Samsung Note 4, 11-10-2014 198Let’s back up a moment.  My wife and I like to vacation by the ocean.  We live in Occupied Fornicalia so that means the Pacific Ocean.  We stay anywhere from Morro Bay in the south up to Eureka in the north.  And points beyond.  For the past two weeks we have been staying in a cottage in Mendocino.  We don’t do motels any more because we don’t much like the public, she and I.  We are both in love with each other that way.  We like to rent cottages and condos and homes.  Something with a full kitchen, big bed, Jacuzzi and a great view.

Occasionally one must needs make a shopping trip.  That happened last night at the store mentioned in the very first paragraph.  And from here the story unfolds.

There is one check stand open.  I am fifth in line with a few things in my hands.  A “few things” because I’ve forgotten my personal shopping bag.  Yes, Mendocino is one of those Leftist towns that has done away with horrible, repressive and environment-killing plastic bags.  You either bring your own or you can pay for a paper bag.  I don’t “pay” for bags.

My “bag” is a large red plastic laundry tub that I carry into a store and shove ahead of me because it mostly doesn’t fit in the aisles and it takes up altogether too much space at checkout.  Some persons have accused me of attempting to make a statement.  I disagree.  I simply find the tub practical.  Who knows just how much stuff you’re going to purchase with each market visit?  I don’t.  I want to be prepared.  I’m just not prepared today.

The guy before me has one of the small wheeled shopping carts favorited by this market.  The checker rings up his stuff, he leaves, the cart is first in line now, about even with the checker.  Three people are behind.  I am now fourth in line.  The three people behind the cart don’t move.  They seem perplexed.  Do we move the cart?  The checker should move the cart.  We shouldn’t move the cart.  We can’t touch it, it isn’t ours.  Will someone think us pushy if we touch the cart and move it out of the way?  The checker is quiet.  The three ahead of me are quiet.  It’s a standoff.  Cart vs GOWP.  At this point the cart is winning.  I can almost hear the gears grinding in the skulls of the three Leftist ‘tards before me.  I can see word balloons above their heads filled with “What do I do?” and “I don’t want to appear to be hasty.” and “What will others think if I make a decision here?”

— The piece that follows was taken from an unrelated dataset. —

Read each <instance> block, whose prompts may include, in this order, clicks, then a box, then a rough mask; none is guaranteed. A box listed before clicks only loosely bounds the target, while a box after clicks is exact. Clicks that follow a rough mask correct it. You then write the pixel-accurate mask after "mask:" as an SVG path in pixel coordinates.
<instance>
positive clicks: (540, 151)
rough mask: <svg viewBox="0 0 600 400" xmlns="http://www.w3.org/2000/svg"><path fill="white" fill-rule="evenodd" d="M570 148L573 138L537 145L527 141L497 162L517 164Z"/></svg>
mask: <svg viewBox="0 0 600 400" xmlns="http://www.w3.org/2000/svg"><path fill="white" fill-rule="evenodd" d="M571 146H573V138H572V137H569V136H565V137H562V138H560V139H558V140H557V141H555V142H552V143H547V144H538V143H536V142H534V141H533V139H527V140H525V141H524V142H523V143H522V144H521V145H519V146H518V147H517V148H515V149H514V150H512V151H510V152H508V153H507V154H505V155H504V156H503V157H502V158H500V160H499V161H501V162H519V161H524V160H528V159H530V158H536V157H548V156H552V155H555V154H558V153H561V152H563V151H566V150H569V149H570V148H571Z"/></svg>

The cart, however, still keeps winning.

BZ couldn’t take it anymore.  He tapped his Inner Sheepdog.

I stepped in front of all three, shoved the cart brusquely (I like that word) to the left, grabbed three of the wide, hard plastic separators that delineate people’s stuff on the grocery belt, and slapped them down.  “You put your shit here,” I said to the first person.  “You put your shit here,” I said to the second person.  “And you put your shit here,” I said to the third.

All three did as I said.  The checker checked.  The patrons paid.  No one said a word.  A second line was opened.  No one said a word there either.  Customers near the checkout area were quiet as they walked by.  I decided to pay in cash.  “Jesus, you pussies,” I mumbled.  “Get a fucking life.  Make a decision.”  I left the store.  I didn’t get into a Prius.

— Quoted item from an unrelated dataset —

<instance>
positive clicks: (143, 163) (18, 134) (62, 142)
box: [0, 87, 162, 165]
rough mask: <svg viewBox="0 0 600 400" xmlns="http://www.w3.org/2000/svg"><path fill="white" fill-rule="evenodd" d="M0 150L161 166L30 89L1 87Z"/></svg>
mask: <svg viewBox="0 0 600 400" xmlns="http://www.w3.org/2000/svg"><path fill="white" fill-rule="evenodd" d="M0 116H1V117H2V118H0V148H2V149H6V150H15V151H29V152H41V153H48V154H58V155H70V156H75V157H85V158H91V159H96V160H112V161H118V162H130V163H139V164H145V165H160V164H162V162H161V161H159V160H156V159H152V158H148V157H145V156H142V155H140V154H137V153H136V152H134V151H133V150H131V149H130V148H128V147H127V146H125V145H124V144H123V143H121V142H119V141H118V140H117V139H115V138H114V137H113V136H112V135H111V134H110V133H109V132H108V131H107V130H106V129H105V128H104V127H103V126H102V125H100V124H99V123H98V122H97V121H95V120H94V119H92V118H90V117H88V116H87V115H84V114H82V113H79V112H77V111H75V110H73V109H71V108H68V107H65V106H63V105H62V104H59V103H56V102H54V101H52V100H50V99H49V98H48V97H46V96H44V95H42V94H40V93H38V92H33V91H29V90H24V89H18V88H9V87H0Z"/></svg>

I’m sure my “performance” was talked about after I left.  They surely didn’t and wouldn’t have the guts to do so in the minute.

Leftist Mendocino, Sphere of GOWP Insanity

Figure 2: Mendocino, CA, Leftist Central for Occupied Fornicalia. Beautiful but insane.

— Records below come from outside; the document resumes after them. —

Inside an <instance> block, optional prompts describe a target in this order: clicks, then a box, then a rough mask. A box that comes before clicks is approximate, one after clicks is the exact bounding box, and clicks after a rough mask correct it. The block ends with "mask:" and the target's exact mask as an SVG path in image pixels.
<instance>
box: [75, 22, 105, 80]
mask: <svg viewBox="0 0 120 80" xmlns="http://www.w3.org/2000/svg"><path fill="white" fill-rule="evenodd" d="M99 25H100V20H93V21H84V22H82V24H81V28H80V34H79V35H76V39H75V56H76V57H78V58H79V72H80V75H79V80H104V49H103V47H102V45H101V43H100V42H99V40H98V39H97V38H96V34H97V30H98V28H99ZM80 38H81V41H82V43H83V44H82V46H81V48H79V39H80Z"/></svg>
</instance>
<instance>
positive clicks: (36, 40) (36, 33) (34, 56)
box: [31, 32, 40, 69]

So there you have it.  GOWPs in their finest hour.  Shocked, I tell you.  I shocked them all.  Frankly, I would like to have been a fly on the wall for the next half hour.

I feel sorry for the Mendocino County Sheriff Department deputies — the Sheepdogs — who have to respond to calls for “my dealer has been selling me inferior weed.”  Or most any other call for service in Mendocino.  Beautiful area.  Stupid sheep.

Luckily for Mendocino, wolves not allowed.

Baaaa.

BZ

P.S.

As I write this, the door to the outside deck is open.  It is raining in Mendocino and I can hear the drops hitting the skylight overhead.  I can also hear the waves crashing outside near the headlands.  The Jacuzzi is running and the fireplace crackling.  It just doesn’t get any better than this.